Science, Feb. 19 1970 was prodcued as part of: Forms in the Realm of Time, Laure Genillard, London, 2008
A set of 5 wooden structures constructed with repeating wooden segments based on drawings used by cognitive psychologists in 1970 to study mental modeling based on our ability to recognize representations of objects at different degrees of rotation.
Forms in the Realm of Time
Laure Genillard, London
Exhibition : 10th May – 5th July 2008
Private view : Friday 9th May 6 – 8 PM
Opening hours: Wed – Sat 2 – 6 pm.
Brian O Connell, based in New York, creates sculptures and photographic works based on resemblances and affinities with 20th century modernist thinking. New objects allow him to re-interpretate the conflict between the visionary and the utilitarian, whilst showing that the process of making and arriving at a statement can stay chaotic and poetical in nature. This exhibition brings together three groups of work that share an approach to the relationship between material, form and time more so than any specific content. Each group is comprised of second or third order appropriations – i.e. formal products based on the structure of previously available sources.

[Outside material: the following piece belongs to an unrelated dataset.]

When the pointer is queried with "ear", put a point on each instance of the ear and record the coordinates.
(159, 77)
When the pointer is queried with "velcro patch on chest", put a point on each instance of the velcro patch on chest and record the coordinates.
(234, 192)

The first – Case 1.1-8 – is a wooden case of shelves holding multiple interpenetrating glass and copper boxes. Each box represents the volume described by the catalogue of the Scientific Instruments collection of the Museum of the University of Utrecht (NL).
The second group is a set of large-scale wooden structures constructed with repeating wooden segments based on drawings used by cognitive psychologists in 1970 to study mental modelling based on our ability to recognize representations of objects at different degrees of rotation. The drawings on which these sculptures are based appeared on the cover of the February 1971 ‘Proceedings Issue’ of the journal Science. A large-scale colour ink drawing of this cover accompanies these pieces. There is a remarkable similarity of these drawings to those of artists of the time whose concerns were equally cerebral.
The third group of work is a collaboration between artist Lisa Oppenheim, mathematician Philip Ording and the artist entitled: Sergeant C.M. Battleship of Sydney, Australia, leader of a RAF (Royal Air Force) attack which destroyed six Junker 52s and damaged others at the El Aden airdrome, examining some of the telephone wire which was draped from the oil coolers, wireless masts, tail, and rudder if his plane when he returned to the base. Flying low over the road, he cracked through enemy telephone wires. This work is comprised of a silver plated knot of copper wire and a photogram produced by placing the object on colour photopaper and exposing it under different filtering conditions. This knot is based on a photograph described by the title in the U.S. Library of Congress “American Memory” photographic collection. The jumble of wire is based on the topological structure of the 2-D knot of the photograph not the geometric shape of the knot pictured.
These projects all deal with the relationship of forms to various kinds of sources – catalogue data, magazine covers of cognitive tests and archival photographs. They are as much about the disconnections with their sources as they are about an attempt to replicate them. They are tragicomic in their vain attempt at ‘accuracy.’
The show’s title is taken from a chapter heading of Henri Focillion’s 1934, The Life of Forms in Art.